Quem regula hoje o mercado de trabalho?

 Em Gestão de Talento, Liderança, Millennials, Mudança, Propósito, Recrutamento

Dois temas estão na ordem do dia no que diz respeito ao mercado de trabalho: a semana de quatro dias e o quiet quitting, termo que poderá ser traduzido livremente por abandono silencioso. Este fenómeno, que não há muitos anos seria intolerável por parte das empresas e das suas lideranças, faz hoje parte de um comportamento observável sobretudo nas gerações mais novas quiet quitting que significa fazer o que se tem a fazer no horário de trabalho estipulado em contrato e a mais não se sentir obrigado. Poderia deixar aqui numerosos exemplos, mas um dos mais flagrantes passou-se numa empresa familiar em que o próprio filho do proprietário se recusou a dar algumas horas – remuneradas – do seu dia de folga para apoiar um evento especial.

Uma das explicações que tem sido apontada prende-se com a precariedade com que os jovens se sentem confrontados. Na verdade, quer trabalhem muito ou pouco, as perspectivas de desenvolvimento no nosso país são escassas num mercado de trabalho dominado por pequenas e médias empresas e onde é difícil descolar de um salário, na melhor das hipóteses, de mil euros. Mas será que o fenómeno é exclusivo de Portugal?

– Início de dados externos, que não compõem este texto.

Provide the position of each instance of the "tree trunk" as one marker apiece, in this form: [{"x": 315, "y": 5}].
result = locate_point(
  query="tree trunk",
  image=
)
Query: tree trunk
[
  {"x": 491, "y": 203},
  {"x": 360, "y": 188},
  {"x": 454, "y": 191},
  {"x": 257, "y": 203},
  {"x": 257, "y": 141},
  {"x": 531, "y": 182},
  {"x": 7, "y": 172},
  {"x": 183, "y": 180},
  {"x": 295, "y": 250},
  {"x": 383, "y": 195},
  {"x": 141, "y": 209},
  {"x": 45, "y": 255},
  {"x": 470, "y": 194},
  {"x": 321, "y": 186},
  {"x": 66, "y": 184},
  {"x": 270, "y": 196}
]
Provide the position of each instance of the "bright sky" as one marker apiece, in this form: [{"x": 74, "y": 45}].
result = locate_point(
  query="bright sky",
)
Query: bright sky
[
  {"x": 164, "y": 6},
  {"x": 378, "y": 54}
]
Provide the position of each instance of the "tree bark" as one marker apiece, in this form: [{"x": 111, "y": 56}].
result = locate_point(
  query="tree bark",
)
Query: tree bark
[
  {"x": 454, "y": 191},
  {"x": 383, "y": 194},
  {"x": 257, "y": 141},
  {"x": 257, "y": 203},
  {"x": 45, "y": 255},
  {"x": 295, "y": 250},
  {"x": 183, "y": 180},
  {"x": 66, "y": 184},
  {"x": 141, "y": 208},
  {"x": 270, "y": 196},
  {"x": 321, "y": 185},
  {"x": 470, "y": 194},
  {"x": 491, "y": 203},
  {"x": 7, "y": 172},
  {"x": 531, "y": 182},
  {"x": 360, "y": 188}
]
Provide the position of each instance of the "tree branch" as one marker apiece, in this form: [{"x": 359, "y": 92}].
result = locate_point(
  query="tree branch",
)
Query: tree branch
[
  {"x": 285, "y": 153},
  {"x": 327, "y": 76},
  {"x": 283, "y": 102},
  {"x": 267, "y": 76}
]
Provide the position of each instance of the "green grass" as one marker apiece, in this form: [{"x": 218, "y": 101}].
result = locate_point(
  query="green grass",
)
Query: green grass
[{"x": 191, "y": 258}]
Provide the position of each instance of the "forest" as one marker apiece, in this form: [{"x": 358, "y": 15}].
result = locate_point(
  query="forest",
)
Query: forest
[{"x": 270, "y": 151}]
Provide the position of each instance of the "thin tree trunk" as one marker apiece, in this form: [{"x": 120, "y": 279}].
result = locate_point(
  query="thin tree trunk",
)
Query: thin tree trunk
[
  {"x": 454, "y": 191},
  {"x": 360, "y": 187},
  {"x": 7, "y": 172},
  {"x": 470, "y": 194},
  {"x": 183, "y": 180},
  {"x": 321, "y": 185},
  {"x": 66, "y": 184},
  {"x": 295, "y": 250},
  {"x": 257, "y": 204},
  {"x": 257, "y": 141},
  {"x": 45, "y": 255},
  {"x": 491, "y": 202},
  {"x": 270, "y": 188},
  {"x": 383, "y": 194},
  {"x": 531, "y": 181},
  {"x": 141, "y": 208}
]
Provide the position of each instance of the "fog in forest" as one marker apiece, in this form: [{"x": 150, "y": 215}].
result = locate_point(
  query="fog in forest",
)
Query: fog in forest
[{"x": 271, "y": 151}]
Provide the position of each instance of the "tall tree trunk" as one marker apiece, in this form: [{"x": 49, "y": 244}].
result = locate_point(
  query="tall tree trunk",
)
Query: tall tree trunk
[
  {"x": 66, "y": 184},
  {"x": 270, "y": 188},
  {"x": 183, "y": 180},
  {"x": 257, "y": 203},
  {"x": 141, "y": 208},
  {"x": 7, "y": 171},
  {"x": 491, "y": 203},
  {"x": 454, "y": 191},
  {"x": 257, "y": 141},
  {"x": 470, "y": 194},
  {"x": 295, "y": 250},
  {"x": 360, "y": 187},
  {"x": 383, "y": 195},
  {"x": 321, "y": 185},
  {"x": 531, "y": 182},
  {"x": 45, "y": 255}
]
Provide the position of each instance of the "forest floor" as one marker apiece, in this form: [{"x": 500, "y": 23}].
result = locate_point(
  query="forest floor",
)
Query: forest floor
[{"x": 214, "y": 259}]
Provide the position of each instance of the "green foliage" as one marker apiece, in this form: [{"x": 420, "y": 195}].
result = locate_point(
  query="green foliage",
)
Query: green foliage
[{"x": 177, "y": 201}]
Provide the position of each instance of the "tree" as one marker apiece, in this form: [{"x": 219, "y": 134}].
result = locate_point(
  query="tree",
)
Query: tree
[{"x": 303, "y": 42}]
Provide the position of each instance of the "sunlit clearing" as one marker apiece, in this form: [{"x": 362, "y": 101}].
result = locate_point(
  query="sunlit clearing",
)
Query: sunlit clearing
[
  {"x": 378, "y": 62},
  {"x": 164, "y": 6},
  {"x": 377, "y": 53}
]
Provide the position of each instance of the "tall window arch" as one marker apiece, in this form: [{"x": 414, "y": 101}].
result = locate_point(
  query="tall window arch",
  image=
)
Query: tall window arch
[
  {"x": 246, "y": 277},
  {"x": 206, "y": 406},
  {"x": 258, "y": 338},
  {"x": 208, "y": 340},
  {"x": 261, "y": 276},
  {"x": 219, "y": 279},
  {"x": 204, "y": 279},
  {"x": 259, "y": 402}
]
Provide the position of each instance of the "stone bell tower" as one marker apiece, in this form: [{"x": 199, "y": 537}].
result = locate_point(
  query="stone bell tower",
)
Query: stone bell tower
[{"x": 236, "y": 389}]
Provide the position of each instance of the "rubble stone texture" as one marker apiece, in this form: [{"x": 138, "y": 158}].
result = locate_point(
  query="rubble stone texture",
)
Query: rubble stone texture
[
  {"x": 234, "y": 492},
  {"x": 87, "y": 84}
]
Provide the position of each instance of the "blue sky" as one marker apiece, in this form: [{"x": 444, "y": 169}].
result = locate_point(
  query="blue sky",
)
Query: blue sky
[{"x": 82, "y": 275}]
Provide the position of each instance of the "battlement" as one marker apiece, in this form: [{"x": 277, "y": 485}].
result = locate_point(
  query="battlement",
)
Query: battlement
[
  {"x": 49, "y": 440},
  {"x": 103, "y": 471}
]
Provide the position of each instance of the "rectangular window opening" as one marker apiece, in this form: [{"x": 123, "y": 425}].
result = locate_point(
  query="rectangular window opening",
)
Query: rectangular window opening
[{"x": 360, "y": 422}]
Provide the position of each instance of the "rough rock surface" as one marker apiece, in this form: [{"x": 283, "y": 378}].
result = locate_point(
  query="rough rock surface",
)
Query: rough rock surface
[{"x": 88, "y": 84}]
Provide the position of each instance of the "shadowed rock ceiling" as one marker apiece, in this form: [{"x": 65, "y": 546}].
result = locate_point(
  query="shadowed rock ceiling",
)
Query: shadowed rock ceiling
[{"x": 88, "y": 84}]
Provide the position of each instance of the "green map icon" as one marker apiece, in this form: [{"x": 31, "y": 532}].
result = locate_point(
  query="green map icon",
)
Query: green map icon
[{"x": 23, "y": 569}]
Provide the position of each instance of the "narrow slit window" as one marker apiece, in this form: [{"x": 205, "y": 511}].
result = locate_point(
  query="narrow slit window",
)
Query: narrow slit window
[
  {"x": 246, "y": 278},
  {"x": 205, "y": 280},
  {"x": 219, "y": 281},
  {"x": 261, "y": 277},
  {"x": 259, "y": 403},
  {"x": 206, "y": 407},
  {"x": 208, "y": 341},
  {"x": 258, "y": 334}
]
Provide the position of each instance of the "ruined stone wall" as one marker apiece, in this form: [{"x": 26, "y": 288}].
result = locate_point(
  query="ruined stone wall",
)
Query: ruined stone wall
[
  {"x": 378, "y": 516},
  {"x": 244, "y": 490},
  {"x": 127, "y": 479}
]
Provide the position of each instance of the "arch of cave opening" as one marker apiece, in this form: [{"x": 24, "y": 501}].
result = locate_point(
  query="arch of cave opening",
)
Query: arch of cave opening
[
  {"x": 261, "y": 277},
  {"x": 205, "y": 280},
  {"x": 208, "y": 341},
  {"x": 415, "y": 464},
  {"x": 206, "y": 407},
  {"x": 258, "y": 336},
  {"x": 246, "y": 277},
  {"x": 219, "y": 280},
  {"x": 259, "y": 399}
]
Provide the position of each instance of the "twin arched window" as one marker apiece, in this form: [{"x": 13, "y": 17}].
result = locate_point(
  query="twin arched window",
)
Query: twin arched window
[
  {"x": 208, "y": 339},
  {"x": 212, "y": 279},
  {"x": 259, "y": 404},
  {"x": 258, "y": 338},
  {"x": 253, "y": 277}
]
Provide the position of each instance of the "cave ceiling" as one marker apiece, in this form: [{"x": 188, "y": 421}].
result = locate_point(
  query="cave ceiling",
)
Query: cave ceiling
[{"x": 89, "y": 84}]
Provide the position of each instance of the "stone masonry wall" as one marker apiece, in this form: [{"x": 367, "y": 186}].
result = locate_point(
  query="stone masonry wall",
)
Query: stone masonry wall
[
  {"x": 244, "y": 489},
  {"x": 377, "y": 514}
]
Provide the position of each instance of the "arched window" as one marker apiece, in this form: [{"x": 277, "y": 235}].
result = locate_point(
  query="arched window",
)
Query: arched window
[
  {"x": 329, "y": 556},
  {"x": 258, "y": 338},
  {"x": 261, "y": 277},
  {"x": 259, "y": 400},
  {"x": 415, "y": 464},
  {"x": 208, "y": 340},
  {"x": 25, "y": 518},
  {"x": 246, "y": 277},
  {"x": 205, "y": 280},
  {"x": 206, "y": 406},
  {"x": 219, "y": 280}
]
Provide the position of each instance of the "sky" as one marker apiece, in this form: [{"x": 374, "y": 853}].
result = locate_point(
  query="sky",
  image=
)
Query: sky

Pouco depois do final dos confinamentos a que estivemos sujeitos por causa da pandemia, chegaram notícias dos Estados Unidos da América que reportavam a great resignation, mais uma vez em tradução livre, a grande demissão. Este outro fenómeno, com maior impacto que o do quiet quitting, significa o deixar o trabalho que se tem e que se tornou insuportável, não procurando alternativa nem tão pouco aceitando a primeira oferta que eventualmente possa surgir. Os salários subiram e ainda assim a situação parece manter-se.

Durante a pandemia os períodos de confinamento levaram a grandes reflexões, tendo mesmo havido quem vaticinasse que, quando terminada a situação, o mundo seria mais cor-de-rosa. Tal não aconteceu, como está à vista de todos, e terá sido a partir dessas reflexões que muitos tomaram consciência de que um trabalho sem sentido, com horários muitas vezes desumanos e as chamadas chefias tóxicas a espreitarem pelo ecrã, não valeriam a troca por uma baixa remuneração. Acresce os muitos despedimentos que foram feitos, esgotados que foram os mecanismos de lay off. Tudo isto levou a que alguns tenham pensado, com legitimidade, que o mesmo pode vir a acontecer no futuro quando voltaram a ser contactados para regressarem, como aconteceu no sector da hotelaria e restauração.

Será ajuizado que as organizações e os seus líderes encarem estes fenómenos como uma tentativa de regulação do mercado de trabalho pelos próprios trabalhadores e não como caprichos de uma geração que não quer trabalhar. Ora não é isso que está em causa – as aparências iludem. O que está em causa é uma mudança no modo como as novas gerações encaram o trabalho, que passou a ser uma das dimensões na vida das pessoas, a ser equilibrada com muitas outras.

Neste sentido, a semana de quatro dias sem perda de remuneração que algumas empresas já praticam e que o Governo quer pôr em prática em 2023 através de um projecto piloto, é bem-vinda. Podemos prever que haverá aproveitamentos por parte daqueles cujos hábitos de trabalho deixam a desejar em termos de produtividade, mas também sabemos que o mundo nunca girou a uma só velocidade.

Como alguém responsável numa cadeia de distribuição referia, “sei que se deixarmos de abrir as lojas aos domingos, teremos muito mais capacidade de atrair e reter mão de obra”. É claro que para isso, será necessário que os accionistas estejam disponíveis para ganhar talentos em troca de uma diminuição de lucros e – quem sabe – talvez esteja aí uma abertura para a solução: uma alteração progressiva dos modelos de negócio como os conhecemos.